Download PDF [1914 KB]
This article explains the link aggregation feature of Data Plane Development Kit (DPDK) ports on Open vSwitch* (OVS), and shows how to configure them. Link aggregation can be used for high availability, traffic load balancing and extending the link capacity using multiple links/ports. Link aggregation combines multiple network connections in parallel in order to increase the throughput beyond what a single connection could sustain, and to provide redundancy in case one of the links should fail. Link aggregation support for OVS-DPDK is available in OVS 2.4 and later.
Test Environment
Figure 1: OVS-DPDK link aggregation test setup
The test setup uses two hypervisors (physical host machines) both running OVS 2.6 with DPDK 16.7 and QEMU 2.6. The VMs (VM1 and VM2, respectively) running on each hypervisor are connected to a bridge named br0. The two hypervisors are connected to each other using an aggregated link consisting of two physical interfaces named dpdk0 and dpdk1. The member ports (dpdk0, dpdk1) on each host must have the same link properties, such as speed and bandwidth, to form an aggregated link. However, it is not necessary that the port names should be the same on both hosts to form an aggregated link. The VMs in each hypervisor can reach each other via the aggregated ports between the host machines.

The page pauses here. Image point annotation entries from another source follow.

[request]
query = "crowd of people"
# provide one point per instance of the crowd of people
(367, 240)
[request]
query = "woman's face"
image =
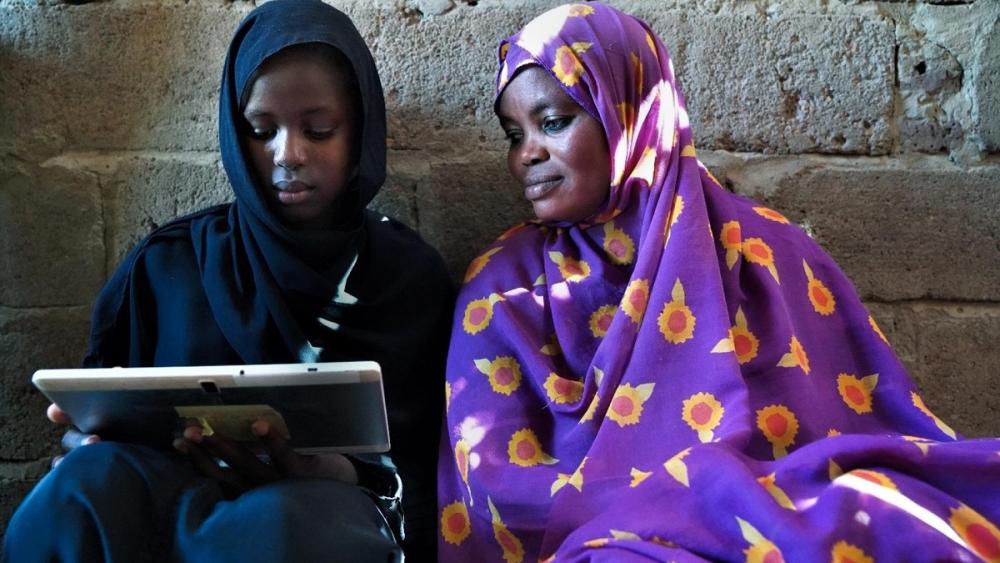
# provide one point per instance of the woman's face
(558, 152)
(301, 136)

Link Aggregation in OVS with DPDK
At the time of writing, OVS considers each member port in an aggregated port as an independent OpenFlow* port. When a user issues the following command to see the available OpenFlow ports in OVS-DPDK, the member ports are displayed separately, without any bond interface information.
ovs-ofctl show br0
This makes it impossible to program OpenFlow rules on bond ports, and also limits the OVS to operate only in the NORMAL action mode. In the NORMAL action mode, OVS operates like a traditional MAC learning switch.
The following link aggregation modes are supported in OVS with DPDK.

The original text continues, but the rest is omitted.